Propos recueillis par Alexandre Sulzer

Le journaliste français Nicolas Hénin a été otage pendant sept mois avec le reporter James Foley. Après l’exécution de l’Américain, revendiquée par les djihadistes de l’Etat Islamique dans une vidéo, il témoigne pour L’Express.

Le journaliste français Nicolas Hénin a été otage en Syrie de juin 2013 à avril 2014. Il réagit à l’assassinat revendiqué par l’Etat Islamique de James Foley, un confrère américain qu’il a connu en captivité.

Avez-vous été détenu avec James Foley, le journaliste américain qu’un groupe islamiste dit, dans une vidéo, avoir décapité en Syrie?

Oui, nous avons été détenus, comme l’a dit Didier François, de l’automne 2013 à notre libération. Pendant sept mois, j’ai donc partagé la même pièce que James Foley. C’est un garçon d’une très grande bravoure, d’un grand courage qui n’a pas eu de chance. Il avait déjà été capturé par l’armée libyenne de Kadhafi. Il s’en amusait souvent en nous racontant qu’à la fin de sa captivité, l’officier qui le gardait, sentant la fin du régime approcher, le traitait aux petits oignons. Et on comparait à la situation dans laquelle on se trouvait à l’époque. Il est mort comme je l’ai connu: dans une grande dignité. Ce mec, c’est un homme. Ce n’est pas un mec qui va pleurnicher ou faire dans son froc. Il est resté droit, digne, jusqu’au bout. Quand je vois la réaction de sa mère, je reconnais son fils. Ils sont faits du même métal. N’importe qui d’autre aurait mis en scène sa douleur. Elle se contente de dire qu’elle est plus fière que jamais de ce qu’il a fait. Et elle pense aux autres otages. C’est le type de comportement de dignité absolue que je reconnais dans James.
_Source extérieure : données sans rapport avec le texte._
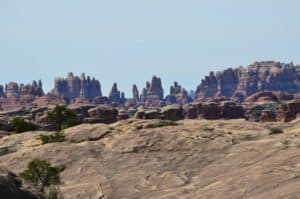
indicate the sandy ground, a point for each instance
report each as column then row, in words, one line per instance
column 196, row 159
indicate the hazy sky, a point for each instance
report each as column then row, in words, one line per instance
column 128, row 41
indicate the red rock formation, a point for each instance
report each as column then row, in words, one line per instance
column 269, row 96
column 115, row 94
column 178, row 95
column 245, row 81
column 74, row 87
column 16, row 96
column 135, row 93
column 153, row 94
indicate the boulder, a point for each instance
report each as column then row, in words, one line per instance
column 230, row 110
column 4, row 124
column 115, row 94
column 210, row 111
column 123, row 115
column 11, row 187
column 140, row 114
column 268, row 116
column 190, row 111
column 284, row 114
column 152, row 114
column 172, row 112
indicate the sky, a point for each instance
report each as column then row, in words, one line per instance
column 130, row 41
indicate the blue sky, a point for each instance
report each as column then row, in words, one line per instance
column 129, row 41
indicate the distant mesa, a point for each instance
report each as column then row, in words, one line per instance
column 242, row 82
column 265, row 81
column 74, row 87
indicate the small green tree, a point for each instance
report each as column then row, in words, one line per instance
column 63, row 117
column 41, row 174
column 56, row 137
column 19, row 125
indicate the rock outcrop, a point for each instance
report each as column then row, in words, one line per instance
column 269, row 97
column 115, row 94
column 19, row 95
column 102, row 114
column 172, row 112
column 178, row 95
column 135, row 93
column 11, row 187
column 74, row 87
column 153, row 94
column 244, row 81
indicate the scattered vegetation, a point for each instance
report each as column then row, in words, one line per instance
column 56, row 137
column 20, row 125
column 63, row 117
column 161, row 123
column 210, row 129
column 43, row 175
column 275, row 130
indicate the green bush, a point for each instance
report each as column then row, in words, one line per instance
column 56, row 137
column 63, row 117
column 275, row 130
column 41, row 174
column 19, row 125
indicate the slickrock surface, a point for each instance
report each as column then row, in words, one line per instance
column 195, row 159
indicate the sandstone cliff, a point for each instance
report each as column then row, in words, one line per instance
column 74, row 87
column 245, row 81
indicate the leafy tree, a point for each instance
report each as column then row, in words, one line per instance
column 56, row 137
column 19, row 125
column 41, row 174
column 63, row 117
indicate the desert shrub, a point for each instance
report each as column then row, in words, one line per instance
column 63, row 117
column 41, row 174
column 210, row 129
column 19, row 125
column 161, row 123
column 56, row 137
column 275, row 130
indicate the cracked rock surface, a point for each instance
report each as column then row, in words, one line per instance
column 194, row 159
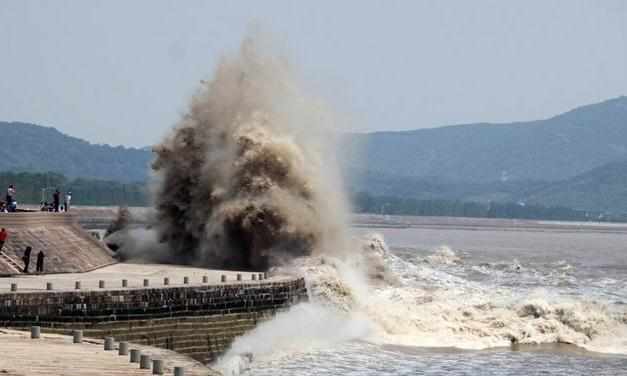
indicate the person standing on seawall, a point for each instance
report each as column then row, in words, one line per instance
column 40, row 262
column 3, row 237
column 56, row 199
column 68, row 198
column 10, row 198
column 26, row 258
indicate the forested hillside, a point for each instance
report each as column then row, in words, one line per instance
column 548, row 150
column 33, row 148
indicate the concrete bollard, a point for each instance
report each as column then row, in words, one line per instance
column 144, row 361
column 77, row 336
column 157, row 367
column 135, row 354
column 35, row 332
column 108, row 344
column 123, row 348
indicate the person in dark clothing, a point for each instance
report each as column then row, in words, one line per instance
column 26, row 258
column 56, row 198
column 10, row 198
column 40, row 262
column 3, row 237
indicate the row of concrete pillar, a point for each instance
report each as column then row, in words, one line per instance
column 166, row 281
column 135, row 355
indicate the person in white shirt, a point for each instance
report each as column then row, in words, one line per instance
column 68, row 198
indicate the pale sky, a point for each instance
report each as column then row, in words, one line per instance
column 122, row 72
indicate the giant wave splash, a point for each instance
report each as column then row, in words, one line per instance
column 244, row 180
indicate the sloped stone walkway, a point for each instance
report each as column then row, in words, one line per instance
column 56, row 355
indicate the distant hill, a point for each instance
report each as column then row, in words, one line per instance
column 577, row 160
column 549, row 150
column 603, row 188
column 33, row 148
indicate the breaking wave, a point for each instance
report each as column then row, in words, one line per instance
column 395, row 301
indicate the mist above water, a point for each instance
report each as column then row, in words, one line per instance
column 245, row 180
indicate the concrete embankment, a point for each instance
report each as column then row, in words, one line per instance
column 198, row 320
column 52, row 355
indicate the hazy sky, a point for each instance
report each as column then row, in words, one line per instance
column 122, row 72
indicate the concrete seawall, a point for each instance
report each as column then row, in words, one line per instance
column 68, row 248
column 198, row 321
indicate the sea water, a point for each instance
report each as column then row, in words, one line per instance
column 467, row 300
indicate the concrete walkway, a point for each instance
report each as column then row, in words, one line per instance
column 55, row 355
column 133, row 273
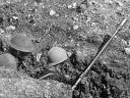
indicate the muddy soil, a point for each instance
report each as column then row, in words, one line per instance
column 78, row 26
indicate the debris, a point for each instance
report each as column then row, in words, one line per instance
column 52, row 12
column 22, row 42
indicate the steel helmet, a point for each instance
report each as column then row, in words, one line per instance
column 7, row 61
column 22, row 42
column 57, row 55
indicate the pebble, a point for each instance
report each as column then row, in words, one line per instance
column 127, row 50
column 75, row 27
column 52, row 12
column 11, row 27
column 38, row 56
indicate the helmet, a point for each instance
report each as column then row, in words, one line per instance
column 7, row 61
column 22, row 42
column 57, row 55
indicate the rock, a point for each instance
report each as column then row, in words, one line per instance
column 127, row 50
column 8, row 61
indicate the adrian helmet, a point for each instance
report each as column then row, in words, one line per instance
column 7, row 61
column 22, row 42
column 57, row 55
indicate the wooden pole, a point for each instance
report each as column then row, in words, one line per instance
column 99, row 53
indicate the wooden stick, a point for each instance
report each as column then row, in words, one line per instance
column 98, row 54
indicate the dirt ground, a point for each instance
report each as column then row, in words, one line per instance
column 80, row 26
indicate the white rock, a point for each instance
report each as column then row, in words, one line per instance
column 75, row 27
column 52, row 12
column 127, row 50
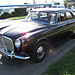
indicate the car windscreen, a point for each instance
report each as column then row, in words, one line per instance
column 42, row 17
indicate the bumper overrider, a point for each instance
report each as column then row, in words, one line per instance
column 13, row 55
column 6, row 49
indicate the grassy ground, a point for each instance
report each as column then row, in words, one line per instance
column 64, row 66
column 15, row 18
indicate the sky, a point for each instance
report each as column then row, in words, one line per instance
column 16, row 2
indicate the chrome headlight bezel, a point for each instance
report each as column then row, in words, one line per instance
column 18, row 43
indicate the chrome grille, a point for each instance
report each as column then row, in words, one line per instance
column 7, row 42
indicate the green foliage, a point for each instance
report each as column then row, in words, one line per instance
column 5, row 15
column 14, row 14
column 21, row 11
column 65, row 66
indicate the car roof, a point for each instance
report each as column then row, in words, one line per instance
column 51, row 9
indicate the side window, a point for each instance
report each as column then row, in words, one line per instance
column 69, row 15
column 62, row 16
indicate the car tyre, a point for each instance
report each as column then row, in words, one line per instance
column 40, row 51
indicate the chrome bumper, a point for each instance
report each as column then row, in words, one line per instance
column 12, row 54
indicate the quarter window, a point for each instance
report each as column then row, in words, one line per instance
column 69, row 15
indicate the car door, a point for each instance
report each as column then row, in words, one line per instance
column 61, row 31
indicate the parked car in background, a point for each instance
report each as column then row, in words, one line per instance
column 29, row 38
column 58, row 6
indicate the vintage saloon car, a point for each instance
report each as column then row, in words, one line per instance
column 30, row 37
Quelle a été votre réaction lorsque vous avez appris sa mort?

J’ai été évidemment effondré. Ça a été un grand choc. C’est une injustice noire. S’il y en a un qui ne méritait pas cela, c’était lui.

Avez-vous été surpris de cette issue fatale?
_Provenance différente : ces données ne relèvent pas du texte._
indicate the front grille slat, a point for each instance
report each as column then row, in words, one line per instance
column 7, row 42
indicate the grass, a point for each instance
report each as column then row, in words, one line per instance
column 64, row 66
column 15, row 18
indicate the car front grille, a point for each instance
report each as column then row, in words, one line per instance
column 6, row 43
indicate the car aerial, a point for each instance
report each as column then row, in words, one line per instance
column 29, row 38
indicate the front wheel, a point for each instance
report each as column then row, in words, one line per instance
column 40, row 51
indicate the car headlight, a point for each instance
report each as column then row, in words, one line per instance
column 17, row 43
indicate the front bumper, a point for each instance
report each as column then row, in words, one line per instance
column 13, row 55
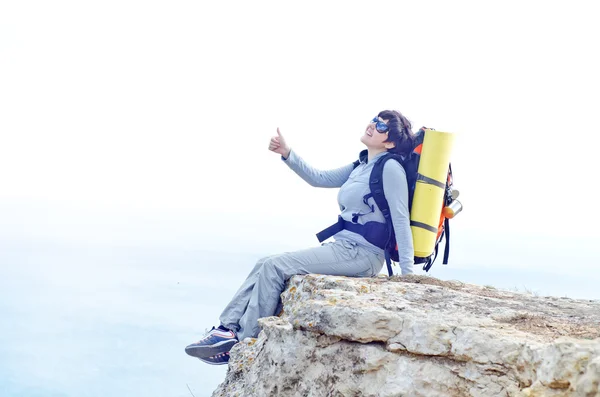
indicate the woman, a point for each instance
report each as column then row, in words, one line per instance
column 349, row 255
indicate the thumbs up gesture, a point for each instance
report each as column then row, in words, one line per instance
column 278, row 145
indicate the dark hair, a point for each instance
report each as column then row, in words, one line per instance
column 400, row 132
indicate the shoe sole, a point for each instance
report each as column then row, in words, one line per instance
column 211, row 363
column 212, row 350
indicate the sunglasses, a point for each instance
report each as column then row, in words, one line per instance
column 380, row 126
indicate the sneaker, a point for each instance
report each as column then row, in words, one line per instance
column 215, row 342
column 219, row 359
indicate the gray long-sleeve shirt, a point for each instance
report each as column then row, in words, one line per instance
column 354, row 185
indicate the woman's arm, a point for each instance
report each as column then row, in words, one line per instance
column 395, row 189
column 315, row 177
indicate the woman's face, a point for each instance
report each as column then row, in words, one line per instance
column 373, row 138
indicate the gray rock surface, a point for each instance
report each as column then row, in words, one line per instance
column 418, row 336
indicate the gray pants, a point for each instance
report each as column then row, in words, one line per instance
column 259, row 295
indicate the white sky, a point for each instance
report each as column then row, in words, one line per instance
column 158, row 113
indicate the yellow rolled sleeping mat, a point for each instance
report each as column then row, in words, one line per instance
column 428, row 198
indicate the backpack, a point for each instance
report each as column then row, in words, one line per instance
column 411, row 166
column 382, row 234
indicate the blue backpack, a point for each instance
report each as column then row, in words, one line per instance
column 382, row 235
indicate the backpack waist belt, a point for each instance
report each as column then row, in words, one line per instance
column 375, row 233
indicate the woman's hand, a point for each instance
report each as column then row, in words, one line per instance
column 278, row 145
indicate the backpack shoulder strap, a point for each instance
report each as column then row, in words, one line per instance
column 376, row 184
column 376, row 187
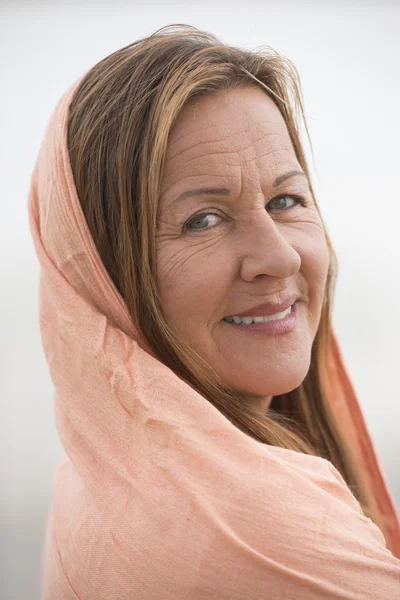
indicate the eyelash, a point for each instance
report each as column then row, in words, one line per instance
column 299, row 201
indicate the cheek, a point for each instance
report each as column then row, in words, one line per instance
column 315, row 260
column 191, row 283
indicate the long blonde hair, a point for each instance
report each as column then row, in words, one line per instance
column 119, row 122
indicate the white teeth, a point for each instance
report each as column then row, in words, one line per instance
column 266, row 319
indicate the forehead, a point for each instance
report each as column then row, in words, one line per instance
column 220, row 133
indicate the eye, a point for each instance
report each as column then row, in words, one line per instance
column 200, row 218
column 297, row 200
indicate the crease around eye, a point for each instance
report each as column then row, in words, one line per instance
column 298, row 201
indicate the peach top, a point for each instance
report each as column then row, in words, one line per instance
column 159, row 496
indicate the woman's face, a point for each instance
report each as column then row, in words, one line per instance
column 244, row 247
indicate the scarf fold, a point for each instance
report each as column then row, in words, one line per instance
column 159, row 496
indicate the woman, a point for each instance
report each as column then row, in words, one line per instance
column 208, row 454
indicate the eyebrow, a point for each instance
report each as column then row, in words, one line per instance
column 225, row 192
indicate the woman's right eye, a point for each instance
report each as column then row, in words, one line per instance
column 199, row 218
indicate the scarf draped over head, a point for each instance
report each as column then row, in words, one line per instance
column 159, row 495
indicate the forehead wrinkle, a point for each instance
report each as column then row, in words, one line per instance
column 191, row 177
column 255, row 157
column 223, row 138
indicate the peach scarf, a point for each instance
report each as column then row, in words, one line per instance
column 159, row 496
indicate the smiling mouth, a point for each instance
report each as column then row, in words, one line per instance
column 262, row 319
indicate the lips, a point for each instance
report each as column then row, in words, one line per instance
column 268, row 308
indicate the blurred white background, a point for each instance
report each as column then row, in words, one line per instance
column 348, row 56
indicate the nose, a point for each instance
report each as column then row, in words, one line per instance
column 268, row 248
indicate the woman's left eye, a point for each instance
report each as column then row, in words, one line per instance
column 296, row 199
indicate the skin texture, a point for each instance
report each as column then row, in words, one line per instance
column 251, row 251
C’est quelque chose que je redoutais. Mais je me permettais d’espérer qu’ils trouveraient une monnaie d’échange. Du pognon – les familles réunissaient de l’argent – ou un échange de prisonniers. Il y a toujours l’espoir d’une solution.

Les bombardements de l’armée américaine sur les positions de l’Etat islamique expliquent-ils l’assassinat?
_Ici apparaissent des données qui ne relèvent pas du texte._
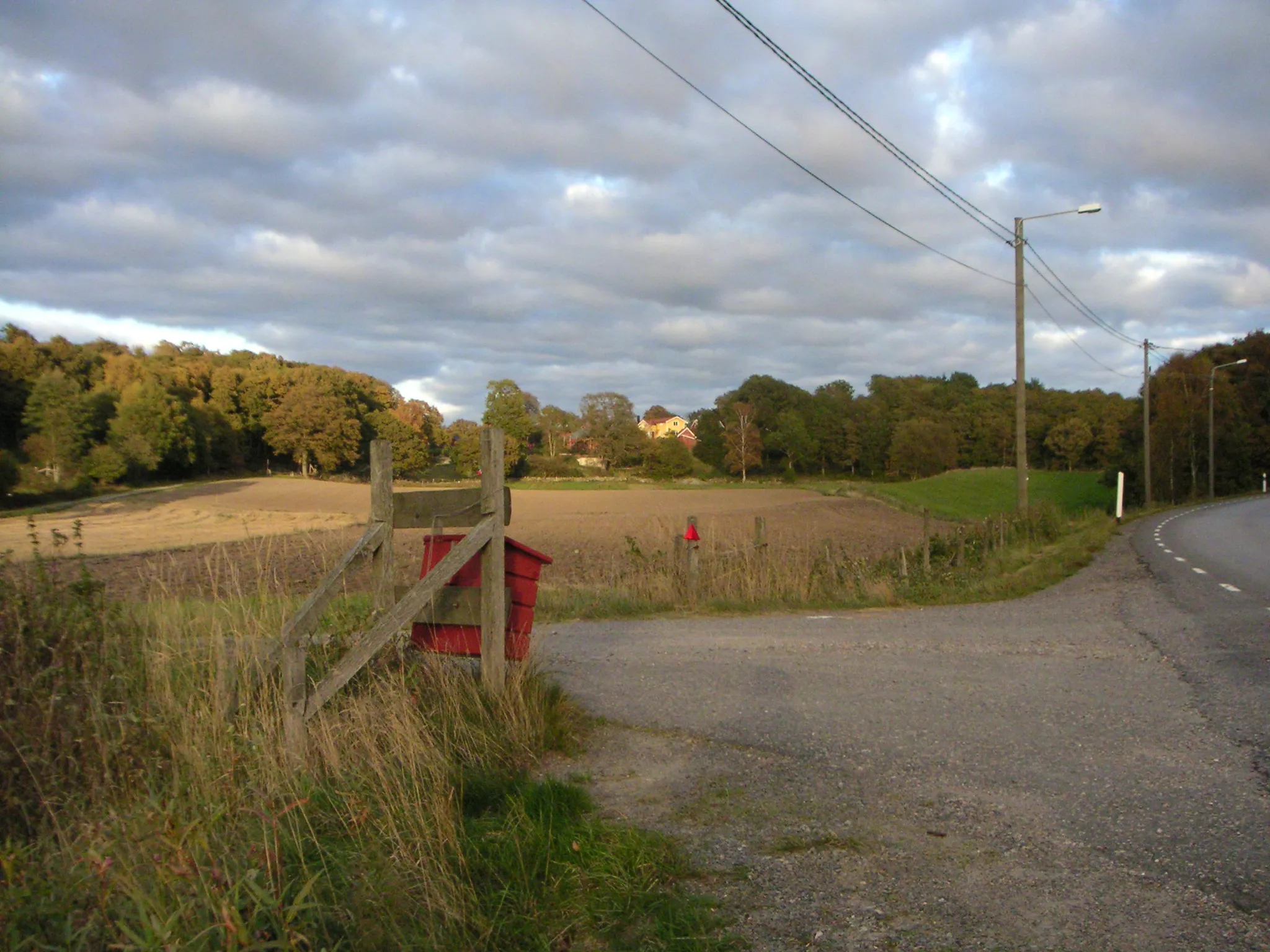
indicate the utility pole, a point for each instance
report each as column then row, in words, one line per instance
column 1020, row 377
column 1020, row 369
column 1146, row 416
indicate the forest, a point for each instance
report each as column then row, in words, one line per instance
column 75, row 416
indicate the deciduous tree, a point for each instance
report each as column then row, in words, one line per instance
column 316, row 428
column 609, row 420
column 745, row 444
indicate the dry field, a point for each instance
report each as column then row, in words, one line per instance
column 291, row 528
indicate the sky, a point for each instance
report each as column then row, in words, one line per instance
column 447, row 193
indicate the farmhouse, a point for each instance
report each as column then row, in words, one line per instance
column 664, row 427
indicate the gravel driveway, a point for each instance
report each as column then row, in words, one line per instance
column 1021, row 775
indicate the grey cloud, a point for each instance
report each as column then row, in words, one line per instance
column 458, row 192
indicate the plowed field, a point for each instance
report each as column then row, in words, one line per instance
column 306, row 522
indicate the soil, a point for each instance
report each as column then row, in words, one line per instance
column 201, row 539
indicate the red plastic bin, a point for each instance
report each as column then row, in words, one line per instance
column 522, row 568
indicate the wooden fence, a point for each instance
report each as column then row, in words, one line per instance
column 486, row 511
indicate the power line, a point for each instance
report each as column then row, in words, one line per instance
column 1098, row 322
column 1039, row 304
column 986, row 221
column 786, row 155
column 1075, row 301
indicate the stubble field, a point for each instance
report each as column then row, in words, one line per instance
column 183, row 536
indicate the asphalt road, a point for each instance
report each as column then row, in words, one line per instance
column 1213, row 562
column 1070, row 736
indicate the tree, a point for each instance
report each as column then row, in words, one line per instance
column 1070, row 439
column 313, row 426
column 745, row 444
column 60, row 416
column 609, row 420
column 791, row 438
column 667, row 459
column 557, row 425
column 464, row 437
column 411, row 452
column 424, row 418
column 153, row 430
column 9, row 472
column 922, row 448
column 508, row 408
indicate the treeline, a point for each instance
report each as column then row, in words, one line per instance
column 104, row 413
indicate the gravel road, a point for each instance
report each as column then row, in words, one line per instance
column 1021, row 775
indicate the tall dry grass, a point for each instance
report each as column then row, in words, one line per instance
column 148, row 803
column 974, row 560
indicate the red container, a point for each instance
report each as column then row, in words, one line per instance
column 522, row 566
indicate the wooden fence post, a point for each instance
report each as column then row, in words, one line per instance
column 381, row 511
column 493, row 610
column 926, row 540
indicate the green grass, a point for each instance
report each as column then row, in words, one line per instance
column 975, row 494
column 1039, row 551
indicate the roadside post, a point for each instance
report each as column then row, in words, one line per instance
column 694, row 544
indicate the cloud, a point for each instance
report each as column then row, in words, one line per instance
column 443, row 195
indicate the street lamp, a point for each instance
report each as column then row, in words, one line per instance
column 1020, row 379
column 1212, row 380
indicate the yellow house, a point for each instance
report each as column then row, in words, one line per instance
column 662, row 427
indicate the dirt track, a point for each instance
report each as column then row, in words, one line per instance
column 1028, row 775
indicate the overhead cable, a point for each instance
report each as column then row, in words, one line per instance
column 786, row 155
column 1075, row 301
column 967, row 207
column 1113, row 369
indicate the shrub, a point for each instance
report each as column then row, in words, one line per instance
column 106, row 465
column 9, row 472
column 667, row 459
column 554, row 466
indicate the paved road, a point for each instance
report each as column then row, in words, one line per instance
column 1088, row 800
column 1214, row 564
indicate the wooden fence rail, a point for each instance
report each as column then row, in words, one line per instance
column 486, row 509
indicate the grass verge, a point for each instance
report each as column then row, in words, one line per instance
column 978, row 494
column 146, row 805
column 995, row 559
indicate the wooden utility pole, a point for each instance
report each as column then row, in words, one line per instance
column 1146, row 416
column 493, row 598
column 1020, row 375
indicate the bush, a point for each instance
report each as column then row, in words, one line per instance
column 106, row 465
column 554, row 466
column 667, row 459
column 9, row 472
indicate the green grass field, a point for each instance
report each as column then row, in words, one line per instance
column 974, row 494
Les ravisseurs s’impatientaient. Ça se voyait déjà relativement lors de notre captivité commune. Les bombardements ont dû précipiter l’issue.

James Foley était-il davantage maltraité que les autres otages?

Oui. Il était vraiment plus maltraité. En fouillant dans son ordinateur, ils ont découvert que son frère travaillait dans l’US Air Force. A cause de cela et en tant qu’Américain, il a eu droit « à un traitement de faveur ». Il est devenu le souffre-douleur des geôliers. Il s’en prenait plein la gueule mais il restait impassible.

James Foley vous a-t-il dit ce qu’il aurait aimé faire une fois libéré?

Oui, il avait deux envies. Soit bosser au Committee to protect journalists (CPJ). Soit faire du dialogue interreligieux et contribuer au rétablissement de ponts entre les mondes chrétien et musulman. A ce titre, j’ai été révolté de la flambée d’islamophobie sur Twitter après la diffusion de la vidéo de son assassinat. Les mecs qui l’ont tué ont réussi leur coup: renforcer les populismes et les clichés réciproques. C’était contre cela que James voulait justement s’engager.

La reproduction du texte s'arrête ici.